La Cina? È donna. Paese in movimento, in continuo e frenetico sviluppo e radicale cambiamento, la Cina quest’anno sarà rappresentata da sei film e da alcuni giovani nuovi talenti che, pur operando all’interno delle regole stabilite dal governo cinese, riescono a mostrare una propria e precisa visione registica. Finora assolutamente sconosciuta alla cinematografia cinese... L’aspetto più eclatante è che, a condurre questo svecchiamento della forme e dei contenuti, siano soprattutto le donne! Giovani e agguerrite, le donne sono registe (come la debuttante MA Xiaoying, autrice di Gone Is The One Who Held Me Dearest In The World, a Udine in anteprima europea), attrici di rilievo che si cimentano con successo alla macchina da presa oppure diventano soggetti di opere importanti come Life Show di Huo Jianqi. L'ambientazione di quest’ultimo film nella enorme città di Chongqing, costruita tutta in salita sulle rive del Fiume Azzurro, sembra quasi una metafora della fatica esistenziale della donna nella Cina di oggi… La presenza degli inediti lavori di giovani registe sarà affiancata a quella di due film di due nuovi talenti cinesi: Chen Daming, autore di Manhole (scintillante black comedy), e Gao Xiaosong, regista di Where All the Flowers Gone (storia romantica di un amore adolescenziale a tre girata con un raffinato stile da videoclip). A chiudere la sezione cinese anche il film d’azione Red Snow di Zhang Jianya, made in Shanghai e ricchissimo di effetti speciali, talmente dinamico e irreale da risultare un imprescindibile spettacolo trash!

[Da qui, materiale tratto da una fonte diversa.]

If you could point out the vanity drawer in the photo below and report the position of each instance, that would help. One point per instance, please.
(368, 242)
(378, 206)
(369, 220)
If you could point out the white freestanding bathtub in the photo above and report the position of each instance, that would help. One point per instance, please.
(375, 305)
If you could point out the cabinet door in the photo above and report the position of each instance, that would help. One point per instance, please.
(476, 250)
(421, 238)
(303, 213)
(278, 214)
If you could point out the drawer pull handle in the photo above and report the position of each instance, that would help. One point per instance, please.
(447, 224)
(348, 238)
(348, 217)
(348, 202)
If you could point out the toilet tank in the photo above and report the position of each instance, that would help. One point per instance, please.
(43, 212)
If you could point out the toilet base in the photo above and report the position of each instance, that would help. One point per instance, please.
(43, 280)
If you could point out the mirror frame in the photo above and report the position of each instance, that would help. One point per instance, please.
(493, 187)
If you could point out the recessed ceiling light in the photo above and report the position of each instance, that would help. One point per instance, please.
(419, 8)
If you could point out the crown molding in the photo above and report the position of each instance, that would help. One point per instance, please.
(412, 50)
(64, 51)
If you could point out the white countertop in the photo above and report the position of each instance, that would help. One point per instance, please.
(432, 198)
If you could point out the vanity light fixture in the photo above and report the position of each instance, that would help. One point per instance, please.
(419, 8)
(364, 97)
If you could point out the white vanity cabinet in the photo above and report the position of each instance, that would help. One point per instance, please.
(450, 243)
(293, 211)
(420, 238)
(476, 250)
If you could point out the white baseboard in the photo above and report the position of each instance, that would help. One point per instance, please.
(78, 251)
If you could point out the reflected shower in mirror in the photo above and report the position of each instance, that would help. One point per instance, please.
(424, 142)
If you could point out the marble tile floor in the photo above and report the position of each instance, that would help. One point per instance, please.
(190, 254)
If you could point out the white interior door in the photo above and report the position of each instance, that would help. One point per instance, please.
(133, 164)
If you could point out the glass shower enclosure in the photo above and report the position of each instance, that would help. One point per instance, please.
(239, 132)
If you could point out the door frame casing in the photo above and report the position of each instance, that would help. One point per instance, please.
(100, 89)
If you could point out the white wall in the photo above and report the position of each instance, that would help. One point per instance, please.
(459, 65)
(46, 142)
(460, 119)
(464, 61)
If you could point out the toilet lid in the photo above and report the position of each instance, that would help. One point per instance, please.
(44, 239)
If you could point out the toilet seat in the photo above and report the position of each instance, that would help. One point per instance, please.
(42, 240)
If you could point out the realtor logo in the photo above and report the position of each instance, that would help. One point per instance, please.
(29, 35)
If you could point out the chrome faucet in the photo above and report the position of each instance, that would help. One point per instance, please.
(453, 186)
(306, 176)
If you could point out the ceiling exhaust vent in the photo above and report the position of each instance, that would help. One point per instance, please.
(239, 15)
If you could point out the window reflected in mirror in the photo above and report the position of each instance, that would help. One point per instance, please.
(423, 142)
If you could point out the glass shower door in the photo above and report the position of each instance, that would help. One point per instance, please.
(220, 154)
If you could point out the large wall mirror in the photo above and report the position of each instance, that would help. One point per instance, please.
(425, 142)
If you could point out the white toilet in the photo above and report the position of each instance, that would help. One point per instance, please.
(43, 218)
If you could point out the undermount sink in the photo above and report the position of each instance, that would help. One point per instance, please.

…da Taiwan vedremo Better than
Sex di Su Chao-pin, già sceneggiatore di
Double Vision e di
The Cabbie, qui alle
prese con un film che sembra essere la versione taiwanese di
American Pie. Dalle
Filippine, invece, una storia di sesso e di amori passionali e dalla
Thailandia, infine, un horror in perfetto stile
The ring ricco di scene
splatter d’assoluto godimento!
L’ultimo spettacolo L’ultimo film proiettato a FAR EAST 5 sarà un classico del maestro Chang Cheh, uno spettacolare wuxiapian datato 1967, The One-Armed Swordsman, che verrà mostrato nella sua copia recentemente restaurata dalla Celestial Pictures (l’artefice del salvataggio digitale dell’intera library dei mitici studi della Shaw Brothers di Hong Kong). Citato anche dall’iniziale Just One Look di Riley Ip, il film chiude idealmente un cerchio che dalla contemporaneità si sposta inevitabilmente ai classici del passato e viceversa. Incredibile saggio di regia, The One-Armed Swordsman è incentrato sull’eroe solitario votato al sacrificio; violento e “maschile”, il film usa il rallentatore per esprimere il sentimento della morte capace di trasformarsi in una dinamica ed elegante bellezza tragica… «Uso la danza per esprimere, l’emozione, il dolore, la morte. Il mondo è immerso nella violenza, come può evitarla un film?», diceva Chang Cheh, con sconcertante attualità in una raccolta di memorie. Tutto deriva da qui.